If you are a tea drinker, you know the struggle. Day after day, cup after cup, we keep forgetting about our perfect cup of tea which we anticipate with great eagerness. Waiting those two minutes for the perfect green cup of tea, or 4 minutes for Earl Gray is never an easy thing to do. Something always calls out attention and we end up coming back to get a cold and forgotten cup of bitter fluid that doesn’t resemble what we expected.
I have used timers before, but when the time is up, I rush back to pour tea all over the place outside the cup because obviously, I was engaged in something important that couldn’t wait two minutes earlier. Then, I have to wait for the tea to cool off a bit in order to preserve the left over taste buds I have; their relatives gloriously burned alive when I decided not to risk drinking cold tea. . . yep. I have done that.
This image is typical of what greets my return nowadays. I’m warming up to it now. Life tends to be much more pleasant when you just resign and suffer in comfort.
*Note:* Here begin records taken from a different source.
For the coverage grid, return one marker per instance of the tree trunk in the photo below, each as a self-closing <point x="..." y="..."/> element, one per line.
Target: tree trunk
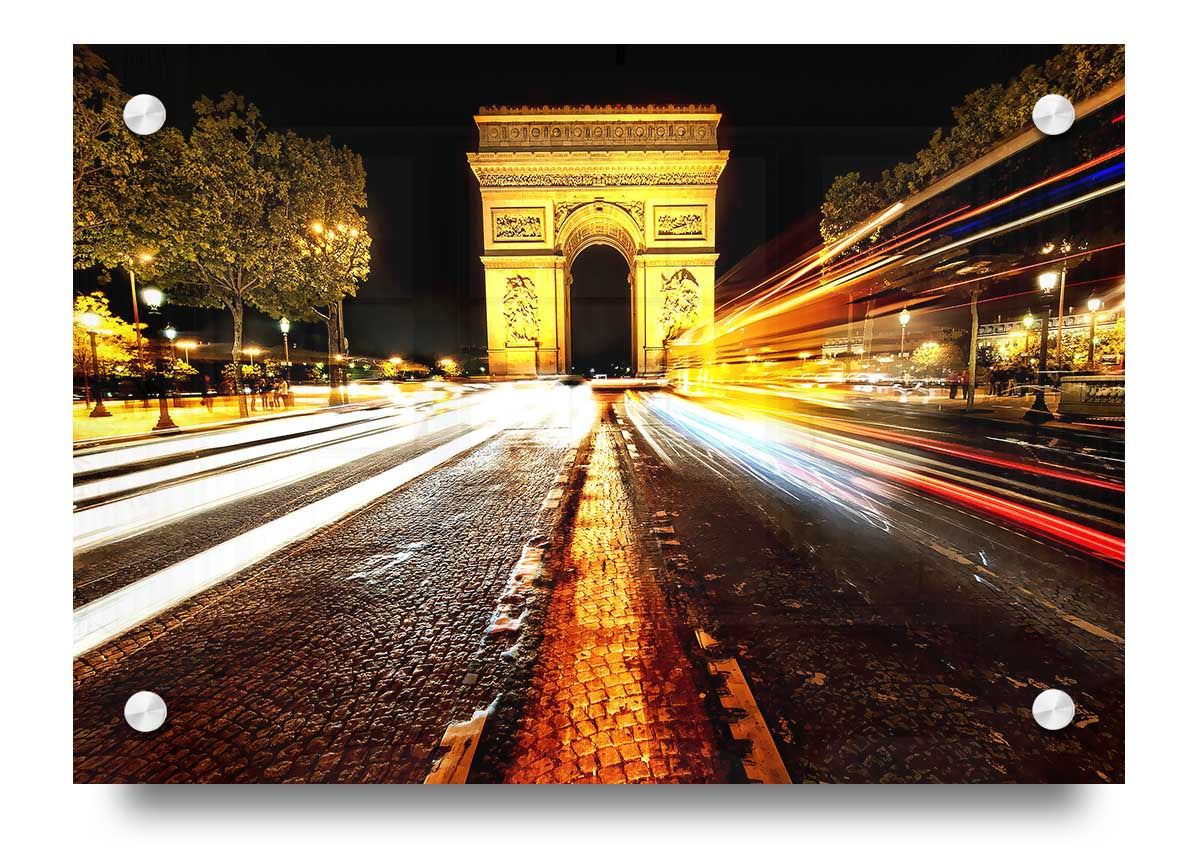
<point x="975" y="349"/>
<point x="238" y="311"/>
<point x="334" y="348"/>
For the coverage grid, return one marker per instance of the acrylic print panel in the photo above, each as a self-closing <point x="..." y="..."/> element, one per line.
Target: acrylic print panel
<point x="437" y="423"/>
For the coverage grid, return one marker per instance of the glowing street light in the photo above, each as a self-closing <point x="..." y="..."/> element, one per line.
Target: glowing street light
<point x="186" y="345"/>
<point x="1093" y="305"/>
<point x="286" y="326"/>
<point x="904" y="330"/>
<point x="91" y="321"/>
<point x="153" y="297"/>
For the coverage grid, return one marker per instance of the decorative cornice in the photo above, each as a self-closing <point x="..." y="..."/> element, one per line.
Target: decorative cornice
<point x="503" y="110"/>
<point x="610" y="128"/>
<point x="594" y="169"/>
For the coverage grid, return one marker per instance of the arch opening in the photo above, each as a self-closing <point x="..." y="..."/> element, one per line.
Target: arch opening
<point x="601" y="308"/>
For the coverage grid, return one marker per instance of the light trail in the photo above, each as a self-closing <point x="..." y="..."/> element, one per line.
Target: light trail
<point x="807" y="463"/>
<point x="156" y="507"/>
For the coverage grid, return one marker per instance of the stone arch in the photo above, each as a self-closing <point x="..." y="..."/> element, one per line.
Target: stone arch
<point x="599" y="223"/>
<point x="555" y="181"/>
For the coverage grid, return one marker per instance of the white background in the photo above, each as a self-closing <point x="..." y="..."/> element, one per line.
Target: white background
<point x="1151" y="817"/>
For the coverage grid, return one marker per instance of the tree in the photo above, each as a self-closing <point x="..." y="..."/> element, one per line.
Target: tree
<point x="327" y="194"/>
<point x="105" y="156"/>
<point x="985" y="116"/>
<point x="936" y="359"/>
<point x="226" y="242"/>
<point x="119" y="190"/>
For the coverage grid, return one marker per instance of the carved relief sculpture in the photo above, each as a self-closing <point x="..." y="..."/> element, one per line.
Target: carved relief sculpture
<point x="679" y="224"/>
<point x="681" y="303"/>
<point x="517" y="226"/>
<point x="521" y="308"/>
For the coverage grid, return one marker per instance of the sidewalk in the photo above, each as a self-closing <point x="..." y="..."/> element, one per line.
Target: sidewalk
<point x="999" y="408"/>
<point x="131" y="417"/>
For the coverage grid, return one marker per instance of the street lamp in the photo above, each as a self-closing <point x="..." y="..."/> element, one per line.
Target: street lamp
<point x="286" y="326"/>
<point x="1093" y="305"/>
<point x="1038" y="411"/>
<point x="186" y="345"/>
<point x="1043" y="281"/>
<point x="153" y="297"/>
<point x="90" y="321"/>
<point x="144" y="259"/>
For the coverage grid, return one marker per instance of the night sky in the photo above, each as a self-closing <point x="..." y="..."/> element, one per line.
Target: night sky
<point x="793" y="119"/>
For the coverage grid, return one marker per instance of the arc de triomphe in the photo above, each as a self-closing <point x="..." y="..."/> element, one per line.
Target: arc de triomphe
<point x="557" y="180"/>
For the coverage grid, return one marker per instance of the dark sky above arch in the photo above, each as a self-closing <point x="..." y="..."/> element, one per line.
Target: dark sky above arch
<point x="795" y="118"/>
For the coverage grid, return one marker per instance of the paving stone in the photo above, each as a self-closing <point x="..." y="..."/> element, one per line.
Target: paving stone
<point x="609" y="646"/>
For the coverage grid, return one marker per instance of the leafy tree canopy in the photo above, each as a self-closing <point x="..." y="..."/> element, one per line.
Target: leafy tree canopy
<point x="984" y="118"/>
<point x="114" y="336"/>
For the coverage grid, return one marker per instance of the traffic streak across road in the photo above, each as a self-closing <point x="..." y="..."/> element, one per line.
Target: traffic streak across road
<point x="331" y="627"/>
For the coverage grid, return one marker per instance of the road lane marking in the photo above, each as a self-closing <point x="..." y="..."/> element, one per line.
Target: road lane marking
<point x="99" y="621"/>
<point x="461" y="741"/>
<point x="762" y="764"/>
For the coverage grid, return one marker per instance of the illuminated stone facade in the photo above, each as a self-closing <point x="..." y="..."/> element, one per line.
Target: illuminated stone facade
<point x="558" y="180"/>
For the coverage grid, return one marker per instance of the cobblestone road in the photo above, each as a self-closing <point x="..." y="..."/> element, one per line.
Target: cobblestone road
<point x="613" y="698"/>
<point x="106" y="569"/>
<point x="341" y="658"/>
<point x="874" y="660"/>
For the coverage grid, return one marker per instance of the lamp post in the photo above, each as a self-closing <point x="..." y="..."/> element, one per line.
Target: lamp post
<point x="153" y="297"/>
<point x="91" y="323"/>
<point x="286" y="326"/>
<point x="1093" y="305"/>
<point x="1038" y="411"/>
I take a drink of cold tea and use the bitterness to temper my solitude. The ensuing darkness that envelops my thoughts shortly thereafter is familiar and strangely comforting. I die little deaths of disappointment every day and it helps my psyche wake up and appreciate a future where a warm cup of tea can actually happen.
Am I all alone in this world? Is there anyone out there who has achieved drinking a cup of hot tea on a regular basis? Is there hope?